Günler sabır taşı sertliğinde ve yontulmaya müsaitliğinde geçiyordu. Furkan mesai saatlerinde susuyordu. Ancak geri kalan zaman diliminde kimse ile konuşamıyordu da. İnsanlar iticiliklerini her akşam giymeyi ihmal etmiyorlardı üzerlerine. Artık mevsim de son bahardı. Zaten boşalmaya müsait tüm sokaklar, caddeler saat 7 gibi derin bir sessizliğe gömülüyordu. O saatten sonra tüm insancıl sosyal alanlar, bu şehrin kutsalı köpeklere kalıyordu.

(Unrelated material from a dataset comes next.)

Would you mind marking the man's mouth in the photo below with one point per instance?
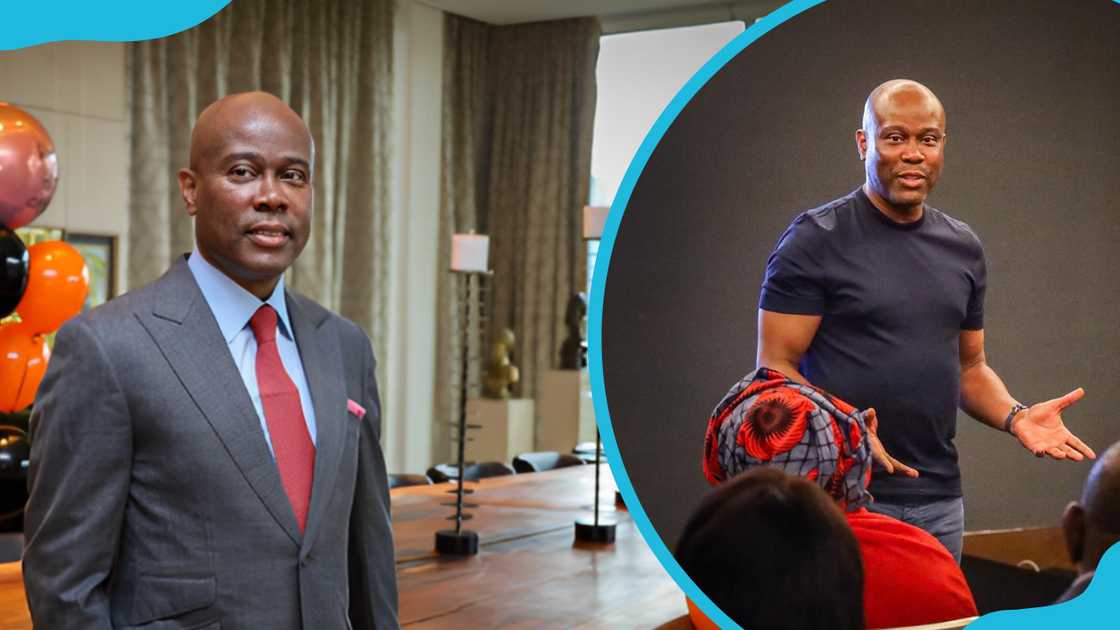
(269, 235)
(912, 178)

Değişik bir zevkti susmaktan haz duymak. İnsanların böylece üstüne düşmesi ve en azından gündüzleri yüzüne gülen birilerinin olması rahatlatıyordu Furkan’ı. Tabi ki, insanların unutmak ve sıkılmak gibi özelliklerinin de olması Furkan’ın hesaba katmadığı bir durumdu. Sinop’a ilk geldiği günlerden bu yana içinde yer etmiş olan ilgisizlik hastalığının böylesine basit bir yöntem ile yenilmeye çalışılması adeta gerçekleri göz ardı etmeye yarayan bir bağımlılık gibiydi. Tam da Furkan’a uygun bir istemdi gerçekleri göz ardı etmek ve bu sayede tüm can sıkıntılarından sıyrılmak. Ders almaktan nasibini yeterliliğin altında almış bir bünye olan Furkan, zaman içerisinde mesai arkadaşlarının kendisinden sıkılacağını hiç düşünmemişti. Gerçek olan insanların değişen fikirleri ve uzanamadıkları ciğere mundar demelerinden ibaretti.

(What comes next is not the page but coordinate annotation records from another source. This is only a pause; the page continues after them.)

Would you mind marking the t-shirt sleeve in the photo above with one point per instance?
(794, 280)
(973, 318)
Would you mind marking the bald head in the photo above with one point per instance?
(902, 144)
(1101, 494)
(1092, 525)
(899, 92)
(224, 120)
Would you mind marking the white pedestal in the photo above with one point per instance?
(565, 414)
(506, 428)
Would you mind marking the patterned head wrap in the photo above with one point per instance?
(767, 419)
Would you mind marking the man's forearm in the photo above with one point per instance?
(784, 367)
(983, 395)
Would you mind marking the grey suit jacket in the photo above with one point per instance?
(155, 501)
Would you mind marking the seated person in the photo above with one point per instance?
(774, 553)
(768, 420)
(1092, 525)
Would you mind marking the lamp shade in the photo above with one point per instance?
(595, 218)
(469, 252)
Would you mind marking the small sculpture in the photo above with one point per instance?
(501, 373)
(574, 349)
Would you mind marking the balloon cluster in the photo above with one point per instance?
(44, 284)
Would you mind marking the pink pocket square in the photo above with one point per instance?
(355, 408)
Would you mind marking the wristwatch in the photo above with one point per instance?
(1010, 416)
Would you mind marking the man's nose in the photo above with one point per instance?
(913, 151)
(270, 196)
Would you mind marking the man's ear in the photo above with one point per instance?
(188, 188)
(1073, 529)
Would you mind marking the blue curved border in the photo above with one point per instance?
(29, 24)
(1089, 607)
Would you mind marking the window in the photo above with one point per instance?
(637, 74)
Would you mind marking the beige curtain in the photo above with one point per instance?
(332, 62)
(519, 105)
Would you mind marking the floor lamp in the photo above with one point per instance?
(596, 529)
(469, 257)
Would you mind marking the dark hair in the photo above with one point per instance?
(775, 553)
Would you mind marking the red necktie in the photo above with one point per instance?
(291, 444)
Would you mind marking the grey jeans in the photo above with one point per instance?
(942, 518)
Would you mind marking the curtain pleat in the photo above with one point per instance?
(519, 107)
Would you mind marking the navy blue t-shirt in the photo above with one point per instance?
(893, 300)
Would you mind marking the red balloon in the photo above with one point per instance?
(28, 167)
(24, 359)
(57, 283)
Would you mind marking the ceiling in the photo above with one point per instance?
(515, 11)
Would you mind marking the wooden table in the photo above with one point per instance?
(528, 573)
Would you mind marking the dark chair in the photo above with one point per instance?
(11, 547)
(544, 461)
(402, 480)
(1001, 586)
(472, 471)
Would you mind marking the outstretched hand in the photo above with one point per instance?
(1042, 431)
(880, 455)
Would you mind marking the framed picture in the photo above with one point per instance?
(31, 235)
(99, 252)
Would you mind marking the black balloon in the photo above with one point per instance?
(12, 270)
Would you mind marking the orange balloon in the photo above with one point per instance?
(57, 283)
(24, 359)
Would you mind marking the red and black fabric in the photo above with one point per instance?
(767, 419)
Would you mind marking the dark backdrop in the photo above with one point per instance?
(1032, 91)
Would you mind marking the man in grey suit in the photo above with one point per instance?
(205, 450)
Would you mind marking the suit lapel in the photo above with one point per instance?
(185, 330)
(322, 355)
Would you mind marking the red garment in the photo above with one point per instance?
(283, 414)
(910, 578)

Teker teker etrafında iki cümle için pervane olan insanlar azalmaya başladılar. Hepsinden önce herkesin yapacak işi gücü vardı ve bir defasında bazı çalışanlar Furkan ile konuşmaya çalışmaktan daha mühim ileri olduğu konusunda uyarılmışlardı. Gerçek olanın önündeki sis perdesi yavaşça aralanıyor ve Furkan’ın uyanmasına neden oluyordu. Sessizliği sayesinde bulduğu çıkış yolu yine sessizliği yüzünden geri tepiyordu. Asıl şimdi sabrı ile susması gerekmekteydi ya, bunu nasıl yapacağını bilmiyordu Furkan. İnsanların kendisine dair bir anda azalan ilgileri başladığı yere geri getirmişti Furkan’ı.

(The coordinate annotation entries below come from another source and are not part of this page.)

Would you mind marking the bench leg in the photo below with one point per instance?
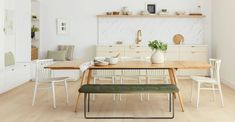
(171, 109)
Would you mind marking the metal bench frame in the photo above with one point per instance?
(87, 109)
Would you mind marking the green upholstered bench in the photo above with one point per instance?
(128, 88)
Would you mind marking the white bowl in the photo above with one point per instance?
(112, 60)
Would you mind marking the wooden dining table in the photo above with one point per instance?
(171, 66)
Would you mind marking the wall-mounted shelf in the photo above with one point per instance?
(154, 16)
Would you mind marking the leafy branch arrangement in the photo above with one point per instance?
(157, 45)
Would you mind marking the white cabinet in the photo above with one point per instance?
(14, 76)
(23, 30)
(110, 50)
(174, 53)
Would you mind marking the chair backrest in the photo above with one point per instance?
(41, 72)
(215, 69)
(155, 72)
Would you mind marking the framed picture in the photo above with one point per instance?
(151, 8)
(9, 27)
(62, 26)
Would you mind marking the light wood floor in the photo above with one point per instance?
(15, 106)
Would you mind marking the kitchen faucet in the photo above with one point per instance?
(139, 37)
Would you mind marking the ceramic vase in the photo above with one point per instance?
(157, 57)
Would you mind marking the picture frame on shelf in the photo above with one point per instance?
(151, 7)
(62, 26)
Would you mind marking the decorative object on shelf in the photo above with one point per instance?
(151, 8)
(33, 31)
(138, 37)
(125, 10)
(34, 16)
(159, 48)
(197, 11)
(116, 13)
(178, 39)
(62, 26)
(163, 12)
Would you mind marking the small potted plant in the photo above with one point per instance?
(33, 31)
(159, 48)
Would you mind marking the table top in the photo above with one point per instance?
(70, 65)
(65, 65)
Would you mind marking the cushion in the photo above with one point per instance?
(70, 50)
(128, 88)
(57, 55)
(9, 59)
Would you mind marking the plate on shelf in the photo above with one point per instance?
(101, 63)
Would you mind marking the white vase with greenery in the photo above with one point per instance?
(159, 48)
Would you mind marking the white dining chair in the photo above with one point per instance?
(213, 80)
(44, 76)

Garip bir korku içerisinde başladı mesaisine yine günlerden bir gün Furkan. Nasıl bir talihtir ki bu insanı bir başına bırakır diye düşündü. Cevaplar buldu kendince saçma sapan. Bulduğu cevaplarla biraz olsun ferahlamak istedi. İşe yaramadı. Böylesine orijinal bir yalnızlığın pençesinde kıvranmak kaçınılmazdı…

13 Ekim 2008 Pazartesi

fark etmek...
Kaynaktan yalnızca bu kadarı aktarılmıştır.